In the vast plains and plateaus of India, where everything is large, the small things assume an importance they have not and the large ones are easily overlooked. But when you stand at the very end of India, which is no bigger than the palm of your hand and where yet the earth and oceans mingle and even the heavens bend down to mingle with them, the larger things become small enough for you to see and the smaller ones melt into thin air. You should come to Cape Comorin to see the vision of things in their just perspective, to feel the loftier patriotism that comes from the knowledge that the many are not many but that all is one.

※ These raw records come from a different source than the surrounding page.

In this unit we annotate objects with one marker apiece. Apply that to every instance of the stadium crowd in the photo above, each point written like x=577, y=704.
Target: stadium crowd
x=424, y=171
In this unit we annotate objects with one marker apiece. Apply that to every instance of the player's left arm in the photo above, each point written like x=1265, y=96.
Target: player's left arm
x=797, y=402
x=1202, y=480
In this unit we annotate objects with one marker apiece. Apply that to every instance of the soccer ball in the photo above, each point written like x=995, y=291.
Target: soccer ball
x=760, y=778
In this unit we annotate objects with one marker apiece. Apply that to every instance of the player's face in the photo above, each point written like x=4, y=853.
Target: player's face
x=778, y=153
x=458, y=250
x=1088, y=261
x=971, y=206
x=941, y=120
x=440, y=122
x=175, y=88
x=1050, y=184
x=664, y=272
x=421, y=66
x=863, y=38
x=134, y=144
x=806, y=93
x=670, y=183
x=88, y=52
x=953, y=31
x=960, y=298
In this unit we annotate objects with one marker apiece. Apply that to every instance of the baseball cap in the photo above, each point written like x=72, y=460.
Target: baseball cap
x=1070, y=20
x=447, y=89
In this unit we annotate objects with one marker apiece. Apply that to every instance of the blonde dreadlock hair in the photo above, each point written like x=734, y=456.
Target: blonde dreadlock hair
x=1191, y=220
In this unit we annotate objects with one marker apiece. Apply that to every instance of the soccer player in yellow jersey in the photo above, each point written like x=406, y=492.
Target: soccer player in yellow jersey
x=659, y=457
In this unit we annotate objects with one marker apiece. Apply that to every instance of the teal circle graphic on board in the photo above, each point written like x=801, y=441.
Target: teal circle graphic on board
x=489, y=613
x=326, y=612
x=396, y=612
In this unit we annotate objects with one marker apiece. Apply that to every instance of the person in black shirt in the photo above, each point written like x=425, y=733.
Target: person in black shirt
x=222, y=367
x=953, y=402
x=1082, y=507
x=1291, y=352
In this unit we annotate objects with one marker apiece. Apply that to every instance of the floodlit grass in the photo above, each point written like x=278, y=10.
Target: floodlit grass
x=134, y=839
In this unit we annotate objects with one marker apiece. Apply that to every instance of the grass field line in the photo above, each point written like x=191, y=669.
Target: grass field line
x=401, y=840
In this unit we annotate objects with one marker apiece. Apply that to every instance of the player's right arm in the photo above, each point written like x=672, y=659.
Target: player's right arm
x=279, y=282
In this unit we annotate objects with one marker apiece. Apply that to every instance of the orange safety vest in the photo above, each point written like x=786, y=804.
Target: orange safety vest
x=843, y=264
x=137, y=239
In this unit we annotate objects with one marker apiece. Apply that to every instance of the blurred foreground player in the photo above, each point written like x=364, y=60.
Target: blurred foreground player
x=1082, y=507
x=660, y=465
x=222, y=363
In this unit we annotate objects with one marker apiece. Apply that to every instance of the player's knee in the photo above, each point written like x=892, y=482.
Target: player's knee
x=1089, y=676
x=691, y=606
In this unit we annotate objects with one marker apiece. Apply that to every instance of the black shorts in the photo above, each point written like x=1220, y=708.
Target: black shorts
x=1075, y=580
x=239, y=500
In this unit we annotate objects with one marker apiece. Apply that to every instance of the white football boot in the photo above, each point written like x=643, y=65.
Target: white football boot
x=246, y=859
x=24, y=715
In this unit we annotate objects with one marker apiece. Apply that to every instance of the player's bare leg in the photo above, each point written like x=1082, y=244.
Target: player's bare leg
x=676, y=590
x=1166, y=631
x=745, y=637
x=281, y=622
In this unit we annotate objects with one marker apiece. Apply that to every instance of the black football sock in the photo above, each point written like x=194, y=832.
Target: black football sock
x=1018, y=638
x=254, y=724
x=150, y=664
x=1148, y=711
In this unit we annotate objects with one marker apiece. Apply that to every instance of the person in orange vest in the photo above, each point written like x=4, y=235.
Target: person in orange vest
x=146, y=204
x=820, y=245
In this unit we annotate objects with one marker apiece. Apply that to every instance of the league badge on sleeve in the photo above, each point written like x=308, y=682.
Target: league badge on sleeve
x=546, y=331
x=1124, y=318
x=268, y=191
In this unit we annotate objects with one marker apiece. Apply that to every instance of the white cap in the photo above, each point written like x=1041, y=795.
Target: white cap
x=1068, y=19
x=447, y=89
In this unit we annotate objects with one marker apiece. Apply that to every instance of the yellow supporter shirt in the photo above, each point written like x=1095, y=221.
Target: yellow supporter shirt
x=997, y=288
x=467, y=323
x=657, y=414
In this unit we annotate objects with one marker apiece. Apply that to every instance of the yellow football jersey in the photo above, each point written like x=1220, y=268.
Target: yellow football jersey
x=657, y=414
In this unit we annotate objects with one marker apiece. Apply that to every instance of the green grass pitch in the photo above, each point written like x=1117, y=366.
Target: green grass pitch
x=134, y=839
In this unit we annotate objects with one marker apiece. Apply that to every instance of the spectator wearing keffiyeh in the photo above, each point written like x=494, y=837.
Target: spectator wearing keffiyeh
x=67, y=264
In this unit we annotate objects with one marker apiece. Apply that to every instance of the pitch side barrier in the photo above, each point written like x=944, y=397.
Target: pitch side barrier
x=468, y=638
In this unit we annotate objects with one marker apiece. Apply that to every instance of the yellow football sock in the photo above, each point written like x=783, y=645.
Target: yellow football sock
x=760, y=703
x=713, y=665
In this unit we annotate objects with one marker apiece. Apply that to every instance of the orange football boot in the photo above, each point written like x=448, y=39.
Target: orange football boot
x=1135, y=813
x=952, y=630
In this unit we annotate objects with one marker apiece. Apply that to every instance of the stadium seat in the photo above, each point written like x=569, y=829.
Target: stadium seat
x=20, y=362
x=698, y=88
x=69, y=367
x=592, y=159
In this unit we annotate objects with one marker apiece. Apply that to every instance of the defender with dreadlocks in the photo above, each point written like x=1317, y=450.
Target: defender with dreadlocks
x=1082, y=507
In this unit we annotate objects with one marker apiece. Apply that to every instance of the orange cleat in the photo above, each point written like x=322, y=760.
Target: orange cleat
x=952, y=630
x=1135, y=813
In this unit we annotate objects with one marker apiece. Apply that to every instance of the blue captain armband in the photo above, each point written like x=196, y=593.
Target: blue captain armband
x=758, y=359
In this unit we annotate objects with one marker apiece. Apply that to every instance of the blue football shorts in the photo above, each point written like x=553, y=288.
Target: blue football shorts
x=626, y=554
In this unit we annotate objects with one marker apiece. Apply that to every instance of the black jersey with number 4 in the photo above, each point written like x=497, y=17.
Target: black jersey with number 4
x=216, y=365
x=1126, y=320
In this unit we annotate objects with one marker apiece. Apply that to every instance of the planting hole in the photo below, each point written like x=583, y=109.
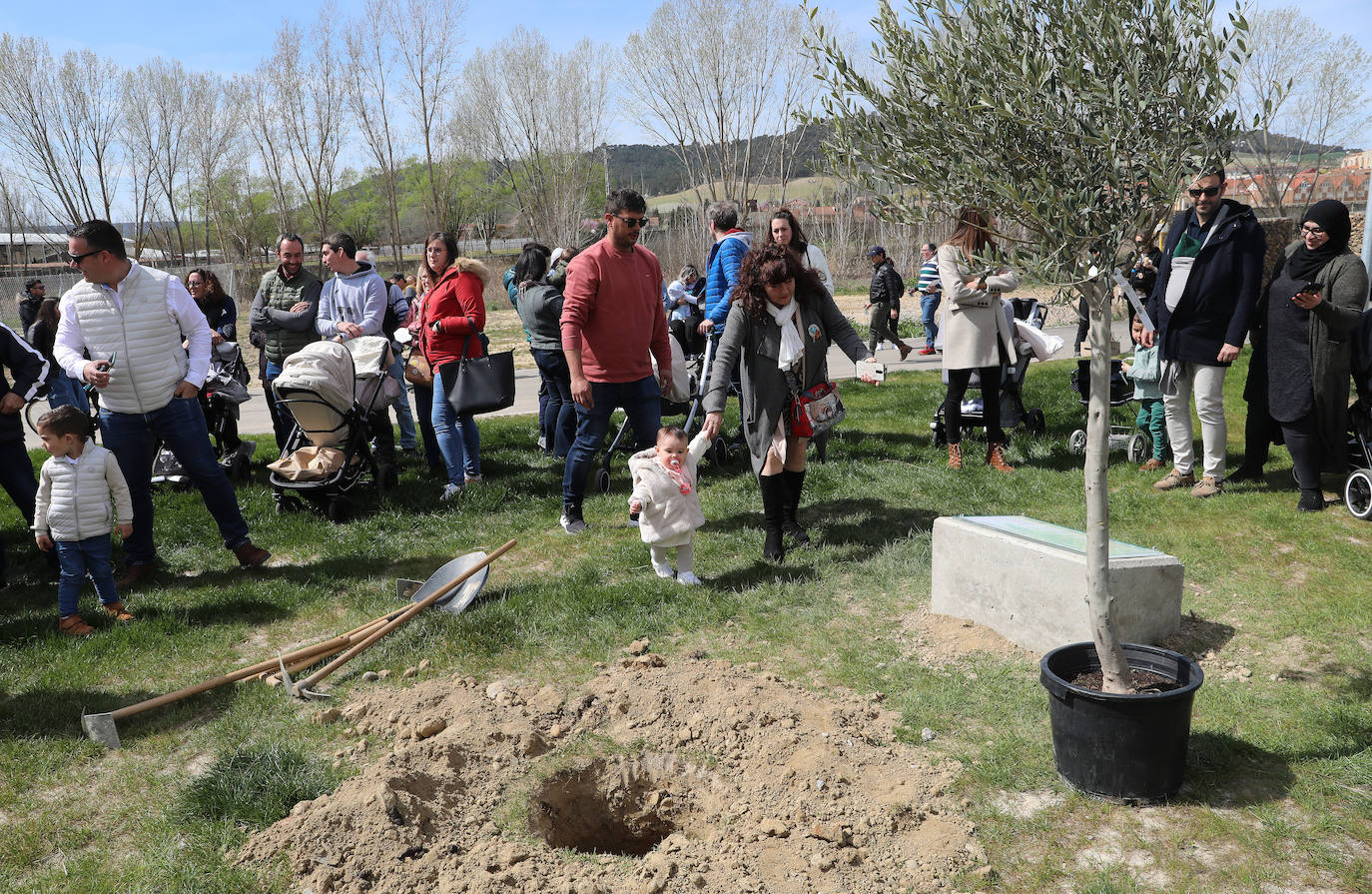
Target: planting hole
x=606, y=808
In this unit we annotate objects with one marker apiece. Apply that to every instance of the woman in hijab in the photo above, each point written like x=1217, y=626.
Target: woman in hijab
x=1310, y=310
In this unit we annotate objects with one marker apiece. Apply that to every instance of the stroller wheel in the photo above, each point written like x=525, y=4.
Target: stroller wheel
x=1357, y=493
x=1077, y=442
x=340, y=509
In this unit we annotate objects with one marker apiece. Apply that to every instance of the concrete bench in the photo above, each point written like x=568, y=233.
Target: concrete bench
x=1027, y=579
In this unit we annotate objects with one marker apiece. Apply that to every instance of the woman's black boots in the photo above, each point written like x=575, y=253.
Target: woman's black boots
x=795, y=483
x=774, y=512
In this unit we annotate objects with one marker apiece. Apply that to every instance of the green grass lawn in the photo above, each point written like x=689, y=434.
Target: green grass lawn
x=1279, y=792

This is chiefly the reason why our ancestors declared Cape Comorin one of the most sacred places of India and erected a temple on it for a virgin goddess, Kanya Kumari, the pure, looking out into the waters smilingly. And in her presence, so it seems, the seas lose their accustomed fury and the land of men its annoyances. You may worship her or not, but cannot help appreciating the beautiful thought that placed a virgin goddess to preside over the termination of India and the conjunction of the oceans.

If you come to Travancore by railway from the Tinnevelly District you will pass through the Ghats, bathing your eyes in showers of hills and dales teeming with the richest and freshest vegetation, The train zigzags and circles, emitting clouds of smoke, (which take on a strange beauty in the clear air and tangled green), and going two miles to one. As you look at the rolling pomp and jubilee of the woods, you come to see for yourself that you are entering a really beautiful land.